Die Schlossführer (die natürlich graue Uniformen trugen und irgendwie alle graue Haare hatten) sahen genauso gelangweilt aus wie alle Besucher hier. Sie schlichen gelangweilt umher, ihre Hände auf dem Rücken verschränkt, und stöhnten genervt, wenn sie eine Frage gestellt bekamen.


„Na … Das ist doch schön hier“, sagte Mom mit einem hoffnungsvollen Lächeln. „Nicht wahr?“

„Das ist bescheuert hier“, sagte Max. Er bohrte mit einem Finger so tief in seiner Nase, als würde er nach Gold suchen. „Voll langweilig.“

„Na, na, Max, das ist aber nicht nett“, schimpfte Jas. „Deine Tante hat sich wirklich Mühe gegeben, all das hier für uns zu arrangieren.“ Sie ließ ihren Blick schweifen und schaute dann rüber zu Mom. „Genau genommen hat er aber recht. Es ist wirklich bescheuert. Warum mussten wir hierher fahren?“

Mom drehte sich zu mir um und warf mir einen fragenden Blick zu.
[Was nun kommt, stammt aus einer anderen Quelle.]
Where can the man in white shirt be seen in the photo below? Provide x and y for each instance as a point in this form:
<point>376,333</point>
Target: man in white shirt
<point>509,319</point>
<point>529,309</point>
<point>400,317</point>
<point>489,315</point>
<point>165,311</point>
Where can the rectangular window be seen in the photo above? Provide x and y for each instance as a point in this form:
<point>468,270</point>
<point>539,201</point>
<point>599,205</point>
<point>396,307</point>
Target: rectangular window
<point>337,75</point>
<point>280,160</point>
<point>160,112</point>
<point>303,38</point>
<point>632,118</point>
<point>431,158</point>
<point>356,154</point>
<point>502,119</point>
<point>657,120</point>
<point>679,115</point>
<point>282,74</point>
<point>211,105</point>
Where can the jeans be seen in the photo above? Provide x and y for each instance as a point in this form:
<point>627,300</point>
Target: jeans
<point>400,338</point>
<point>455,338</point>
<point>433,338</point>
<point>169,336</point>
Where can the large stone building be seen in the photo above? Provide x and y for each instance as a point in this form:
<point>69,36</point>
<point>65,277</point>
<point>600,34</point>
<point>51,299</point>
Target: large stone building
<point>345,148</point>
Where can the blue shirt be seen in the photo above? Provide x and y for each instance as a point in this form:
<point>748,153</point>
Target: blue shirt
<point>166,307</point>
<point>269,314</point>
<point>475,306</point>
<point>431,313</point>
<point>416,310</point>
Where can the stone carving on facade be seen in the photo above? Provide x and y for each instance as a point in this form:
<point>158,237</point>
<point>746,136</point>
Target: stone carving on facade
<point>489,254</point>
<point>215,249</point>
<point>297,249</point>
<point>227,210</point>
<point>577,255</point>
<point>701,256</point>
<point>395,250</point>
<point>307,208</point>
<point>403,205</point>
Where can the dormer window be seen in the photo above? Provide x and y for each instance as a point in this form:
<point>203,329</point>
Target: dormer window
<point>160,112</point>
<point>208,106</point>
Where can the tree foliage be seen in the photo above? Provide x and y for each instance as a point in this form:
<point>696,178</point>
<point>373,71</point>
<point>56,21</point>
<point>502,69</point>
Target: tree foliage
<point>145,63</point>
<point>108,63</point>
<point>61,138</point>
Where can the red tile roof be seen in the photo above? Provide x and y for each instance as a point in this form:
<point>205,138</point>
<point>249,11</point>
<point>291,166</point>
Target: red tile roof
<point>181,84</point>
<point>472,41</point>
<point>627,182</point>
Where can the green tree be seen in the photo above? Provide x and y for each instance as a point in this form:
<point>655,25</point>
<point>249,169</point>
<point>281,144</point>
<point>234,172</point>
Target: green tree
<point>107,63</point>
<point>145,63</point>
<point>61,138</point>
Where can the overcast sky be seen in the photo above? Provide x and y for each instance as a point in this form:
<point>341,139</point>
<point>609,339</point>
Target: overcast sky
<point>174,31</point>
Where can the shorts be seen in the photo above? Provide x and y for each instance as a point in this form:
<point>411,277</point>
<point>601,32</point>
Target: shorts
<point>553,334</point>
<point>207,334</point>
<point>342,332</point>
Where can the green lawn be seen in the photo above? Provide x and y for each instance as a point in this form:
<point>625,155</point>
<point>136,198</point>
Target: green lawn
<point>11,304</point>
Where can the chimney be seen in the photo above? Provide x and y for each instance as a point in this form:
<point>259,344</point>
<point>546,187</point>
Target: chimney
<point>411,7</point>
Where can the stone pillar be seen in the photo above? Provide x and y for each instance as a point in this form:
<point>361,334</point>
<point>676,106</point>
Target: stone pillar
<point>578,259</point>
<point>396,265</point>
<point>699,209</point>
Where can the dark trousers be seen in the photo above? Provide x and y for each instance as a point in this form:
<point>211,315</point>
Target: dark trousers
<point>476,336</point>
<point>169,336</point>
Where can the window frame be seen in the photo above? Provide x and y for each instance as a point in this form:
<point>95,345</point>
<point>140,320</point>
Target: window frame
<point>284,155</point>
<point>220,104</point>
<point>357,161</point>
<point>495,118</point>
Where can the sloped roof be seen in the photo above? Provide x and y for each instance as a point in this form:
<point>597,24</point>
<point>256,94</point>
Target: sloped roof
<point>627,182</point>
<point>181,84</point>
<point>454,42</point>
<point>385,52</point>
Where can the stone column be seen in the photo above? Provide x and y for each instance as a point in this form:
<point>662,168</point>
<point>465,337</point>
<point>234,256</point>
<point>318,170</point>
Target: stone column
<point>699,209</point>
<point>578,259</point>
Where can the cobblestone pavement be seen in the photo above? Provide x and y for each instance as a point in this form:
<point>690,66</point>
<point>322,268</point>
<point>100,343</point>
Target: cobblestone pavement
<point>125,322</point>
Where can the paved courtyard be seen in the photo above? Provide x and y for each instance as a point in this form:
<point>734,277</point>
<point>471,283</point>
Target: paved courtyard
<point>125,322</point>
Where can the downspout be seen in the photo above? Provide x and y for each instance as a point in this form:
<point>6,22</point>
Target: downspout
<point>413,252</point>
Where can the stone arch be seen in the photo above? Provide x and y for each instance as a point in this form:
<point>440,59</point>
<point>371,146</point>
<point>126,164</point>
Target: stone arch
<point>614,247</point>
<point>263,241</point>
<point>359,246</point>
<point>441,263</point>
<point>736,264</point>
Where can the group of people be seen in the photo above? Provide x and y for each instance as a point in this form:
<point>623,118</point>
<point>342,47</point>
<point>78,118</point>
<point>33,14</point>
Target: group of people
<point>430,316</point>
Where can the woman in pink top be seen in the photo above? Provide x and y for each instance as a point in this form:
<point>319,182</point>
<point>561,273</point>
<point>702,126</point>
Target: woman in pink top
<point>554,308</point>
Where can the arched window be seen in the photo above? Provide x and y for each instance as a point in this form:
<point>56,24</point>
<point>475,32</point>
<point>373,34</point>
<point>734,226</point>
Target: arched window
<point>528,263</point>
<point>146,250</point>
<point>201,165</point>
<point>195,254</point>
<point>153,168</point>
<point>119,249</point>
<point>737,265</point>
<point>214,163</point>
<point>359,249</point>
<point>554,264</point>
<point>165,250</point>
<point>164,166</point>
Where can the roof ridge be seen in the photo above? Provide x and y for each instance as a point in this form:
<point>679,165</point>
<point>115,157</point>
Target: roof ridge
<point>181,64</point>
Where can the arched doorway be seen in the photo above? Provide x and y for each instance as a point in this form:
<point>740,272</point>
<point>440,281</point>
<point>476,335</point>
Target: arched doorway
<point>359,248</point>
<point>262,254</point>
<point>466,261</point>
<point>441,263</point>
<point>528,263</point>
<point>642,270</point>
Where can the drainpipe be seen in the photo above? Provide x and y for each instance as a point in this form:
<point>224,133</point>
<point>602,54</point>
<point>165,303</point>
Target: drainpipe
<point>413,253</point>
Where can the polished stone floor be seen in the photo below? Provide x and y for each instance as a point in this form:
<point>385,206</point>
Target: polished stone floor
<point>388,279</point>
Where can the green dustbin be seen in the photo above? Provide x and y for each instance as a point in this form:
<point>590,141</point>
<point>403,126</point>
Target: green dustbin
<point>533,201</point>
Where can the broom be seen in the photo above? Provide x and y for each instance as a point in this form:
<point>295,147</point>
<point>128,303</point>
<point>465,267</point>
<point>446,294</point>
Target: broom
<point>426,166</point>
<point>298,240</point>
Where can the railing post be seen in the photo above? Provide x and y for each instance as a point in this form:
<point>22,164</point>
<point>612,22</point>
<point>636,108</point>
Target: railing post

„Richtig, Dylan, hilf mir, warum wollte ich doch gleich mit euch hierher?“

Das war eine sehr gute Frage. Seit dem Schulprojekt wollte ich dieses Schloss immer besuchen, aber jetzt, da ich hier war, hatte ich absolut keinen Plan mehr wieso.

„Weil es hier spukt, ist doch klar“, sagte ich blitzschnell.

Auf der Stelle bohrte Max’ Finger nicht mehr in der Nase. Max schaute in alle Richtungen. „Cool“, sagte er.


Ein Lächeln schoss über Steves Gesicht. „Es spukt? Oh, das ist genial. So richtig mit Geistern?“

„Nein, Steve, mit Affen“, fauchte Jas. Sie war scheinbar immer noch stinksauer auf ihn, und so langsam drängte sich mir der Gedanke auf, dass das Problem zwischen den beiden wirklich etwas größer war. Jedenfalls ging es nicht nur um seine Unfähigkeit, Straßenkarten zu lesen. Was doch so ein Heiratsproblem ausmacht, dachte ich.